John Snow, a popular British physician, worked on the cases of Cholera and then identified the cause of the disease. He identified that contaminated water was the reason for the transmission of this disease.
A combination of sanitation and hygiene and oral cholera vaccines were used to cure this disease. In 1854, over 23,000 people died in Britain alone due to cholera. After the pump handle was removed, the cases for cholera immediately declined.
The Plague of Cyprian is another worst pandemic in history that affected the Roman Empire from AD249 to 262. It first occurred in Ethiopia around the Easter of 250CE. It killed nearly 5000 people every day.
Symptoms experienced by the sufferers include blindness, swollen throats, paralysis, and blood-filled in the eyes. Based on the survey, it was found that the disease could be transmitted by direct or indirect contact.
The plague was named after the first known victim, the Christian bishop of Carthage. The locals fled to the country to prevent themselves from infection, but they spread the disease more. It started in Ethiopia and then spread through Egypt and northward.
The Black Death that affected Europe from 1348 to 1351 infected 200 millions of people worldwide. Several theories were published revealing the cause of the Black Death, but the popular opinion was that this deadly disease was caused by pockets of bad air. Some believed that Jewish people were responsible for black death. It was estimated that this disease wiped out nearly over half of Europe’s population.
It is thought to have originated in Asia and then spread to other continents. The plague ended through the implementation of quarantine. The unaffected people would remain in their homes and go out in emergency cases. It was the second plague pandemic recorded after the Plague of Justinian.
The Black Death devastated social, economic, and religious factors and affected European history. Symptoms of the disease include nausea and vomiting, headache, and pain in joints. Most victims died within a week after infection. Transmission occurs through fleas that consume infected animals and particularly wild rodents.
It was caused by H1N1 that originated in Mexico and then spread to the entire world. It infected over a million people in the world and killed over 575,000 people. It majorly affected children and adults. It lasted for nearly 19 months.
The symptoms observed in people who were infected through this virus include fever, cold and cough, fatigue, runny nose, and joint pain. Pregnant women and people having diabetes and weakened immune systems were at more risk. The spread of the virus was thought to occur the same way that seasonal flu spreads.

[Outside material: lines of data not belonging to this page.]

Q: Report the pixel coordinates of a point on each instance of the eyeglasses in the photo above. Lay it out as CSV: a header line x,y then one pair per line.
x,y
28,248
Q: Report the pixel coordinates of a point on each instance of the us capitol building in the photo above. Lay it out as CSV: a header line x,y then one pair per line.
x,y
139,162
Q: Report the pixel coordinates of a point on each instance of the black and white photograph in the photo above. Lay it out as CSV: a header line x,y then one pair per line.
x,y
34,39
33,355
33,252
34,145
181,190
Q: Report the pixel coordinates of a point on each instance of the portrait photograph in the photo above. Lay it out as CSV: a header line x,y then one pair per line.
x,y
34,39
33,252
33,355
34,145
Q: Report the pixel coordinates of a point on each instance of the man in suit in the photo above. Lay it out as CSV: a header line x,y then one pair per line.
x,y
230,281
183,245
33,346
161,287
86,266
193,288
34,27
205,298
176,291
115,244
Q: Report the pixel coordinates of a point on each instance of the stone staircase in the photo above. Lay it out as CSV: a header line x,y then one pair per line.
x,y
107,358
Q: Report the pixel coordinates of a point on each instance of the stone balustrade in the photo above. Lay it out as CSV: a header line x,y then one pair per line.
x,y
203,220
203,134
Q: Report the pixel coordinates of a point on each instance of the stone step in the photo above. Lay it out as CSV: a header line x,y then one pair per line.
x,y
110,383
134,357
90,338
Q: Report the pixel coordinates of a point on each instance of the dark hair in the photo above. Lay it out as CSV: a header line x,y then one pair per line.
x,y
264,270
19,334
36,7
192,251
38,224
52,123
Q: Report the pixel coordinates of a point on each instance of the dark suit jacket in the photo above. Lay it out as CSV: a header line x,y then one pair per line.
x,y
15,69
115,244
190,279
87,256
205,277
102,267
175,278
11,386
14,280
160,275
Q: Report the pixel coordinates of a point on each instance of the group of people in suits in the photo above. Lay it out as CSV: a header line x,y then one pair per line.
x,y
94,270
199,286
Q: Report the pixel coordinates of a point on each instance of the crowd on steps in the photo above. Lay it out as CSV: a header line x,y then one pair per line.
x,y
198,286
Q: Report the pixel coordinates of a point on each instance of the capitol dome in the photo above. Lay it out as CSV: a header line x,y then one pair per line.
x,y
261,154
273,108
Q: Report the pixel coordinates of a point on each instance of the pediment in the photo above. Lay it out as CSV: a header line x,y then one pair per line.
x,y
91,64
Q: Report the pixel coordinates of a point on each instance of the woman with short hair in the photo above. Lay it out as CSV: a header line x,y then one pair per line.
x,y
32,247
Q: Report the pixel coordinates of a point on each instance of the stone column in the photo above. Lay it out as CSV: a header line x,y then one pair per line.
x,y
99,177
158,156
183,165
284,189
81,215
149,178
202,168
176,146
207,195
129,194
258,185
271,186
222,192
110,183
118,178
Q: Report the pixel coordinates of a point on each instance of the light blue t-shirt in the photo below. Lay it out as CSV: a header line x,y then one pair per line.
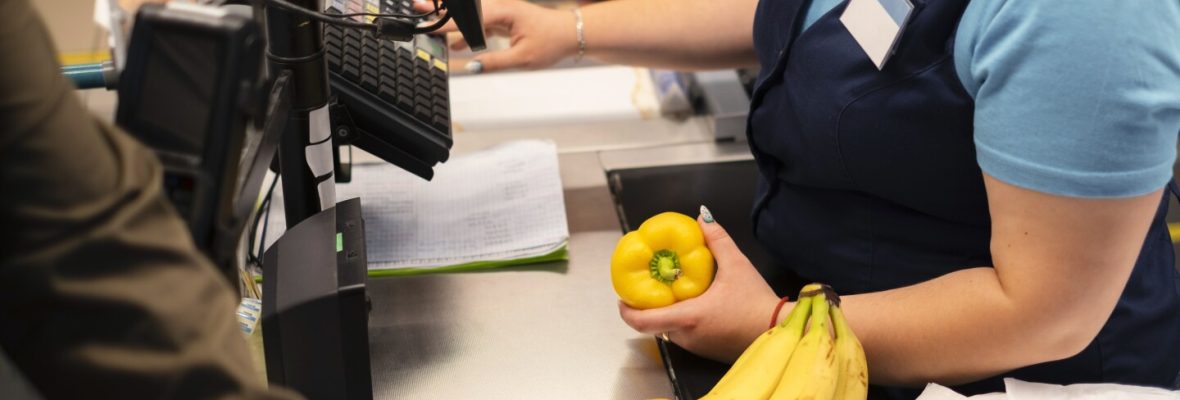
x,y
1076,98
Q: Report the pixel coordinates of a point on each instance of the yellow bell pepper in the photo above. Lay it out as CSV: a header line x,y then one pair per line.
x,y
662,262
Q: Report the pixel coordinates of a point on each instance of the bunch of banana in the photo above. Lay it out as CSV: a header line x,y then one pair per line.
x,y
786,364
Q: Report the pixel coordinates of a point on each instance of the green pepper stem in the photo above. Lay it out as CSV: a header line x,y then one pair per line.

It got transmitted from person to person through sneezing or contacting people with influenza. Not only it affected people, but animals like cats, dogs, and turkeys were infected through this virus. Initially, the vaccines created were not majorly available to people, so, the CDC recommended to provide medicines to pregnant women and babies who were under six months old.
Any pandemic, when it occurs, changes the country’s economy and adversely affects people. Also, after the Coronavirus pandemic has affected the world, people have become aware of the practices like social distancing and sanitizing their hands to prevent themselves from the virus.